Tuesday, January 24, 2012

Follow the money . . .



WHILE WE WAIT FOR STEVIE and the chiefs to get really going, check out WIRED's accounting of who spends how much to advertise on Google. According to John C. Abell's article, "Who Buys All Those Google Ads? An Infographic Breakdown"

Google cleared $37.9 billion in 2011 revenue, which equates to more than $3 billion a month, mostly from those little text ads next to your search results that neither you or anybody you know will admit to ever clicking on.

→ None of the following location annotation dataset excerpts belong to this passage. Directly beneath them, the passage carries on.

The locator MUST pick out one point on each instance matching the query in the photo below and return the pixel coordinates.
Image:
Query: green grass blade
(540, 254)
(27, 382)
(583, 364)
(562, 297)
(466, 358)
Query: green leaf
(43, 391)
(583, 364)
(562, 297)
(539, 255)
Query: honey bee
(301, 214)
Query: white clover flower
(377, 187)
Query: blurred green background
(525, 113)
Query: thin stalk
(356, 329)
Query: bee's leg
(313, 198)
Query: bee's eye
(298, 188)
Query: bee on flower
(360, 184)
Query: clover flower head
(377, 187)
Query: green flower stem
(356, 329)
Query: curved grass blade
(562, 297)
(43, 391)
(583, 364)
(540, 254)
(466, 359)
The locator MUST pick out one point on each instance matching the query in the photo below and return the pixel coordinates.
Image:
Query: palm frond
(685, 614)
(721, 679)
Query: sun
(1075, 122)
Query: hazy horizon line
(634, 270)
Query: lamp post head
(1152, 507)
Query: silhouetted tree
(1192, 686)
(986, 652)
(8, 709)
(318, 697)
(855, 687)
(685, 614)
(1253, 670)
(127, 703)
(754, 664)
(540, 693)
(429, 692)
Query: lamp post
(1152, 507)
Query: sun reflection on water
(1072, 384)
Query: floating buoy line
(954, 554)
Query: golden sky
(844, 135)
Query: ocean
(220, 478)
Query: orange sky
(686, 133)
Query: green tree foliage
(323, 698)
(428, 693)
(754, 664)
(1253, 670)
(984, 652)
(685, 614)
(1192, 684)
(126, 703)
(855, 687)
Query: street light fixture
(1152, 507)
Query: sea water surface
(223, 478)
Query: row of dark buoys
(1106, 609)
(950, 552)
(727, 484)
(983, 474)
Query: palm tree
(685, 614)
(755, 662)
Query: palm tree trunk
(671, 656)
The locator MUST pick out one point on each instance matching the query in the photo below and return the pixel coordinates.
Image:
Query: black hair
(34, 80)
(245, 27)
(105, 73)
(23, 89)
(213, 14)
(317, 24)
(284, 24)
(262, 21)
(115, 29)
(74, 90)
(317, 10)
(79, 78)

Insurance and finance buys for Google Adsense words accounted for $4.2 billion of that total — more than 10 percent — according to Larry Kim, the founder of Wordstream, a company that sells software to analyze text ad campaigns and commissioned the infographic above. The most expensive search term in that niche was “Self employed health insurance” — not surprising in the aftermath of the recession and the Affordable Care Act, which will eventually require nearly everyone to have health care insurance (unless the Supreme Court nullifies the law later this year).

That phrase cost $43.39 per click, nearly $10 more than the next most expensive term, “cheap car insurance”.

Retail has its share:

Retailers were a somewhat distant second, but still accounted for a hefty $2.8 billion in ad buys, and were led by e-commerce behemoth Amazon. Inexplicably, the top-priced search term in this niche was for “zumba dance DVD.”


The web is so wonderful. Any universe that creates a place for Uncle Booger's Bumper Dumper is doing alright.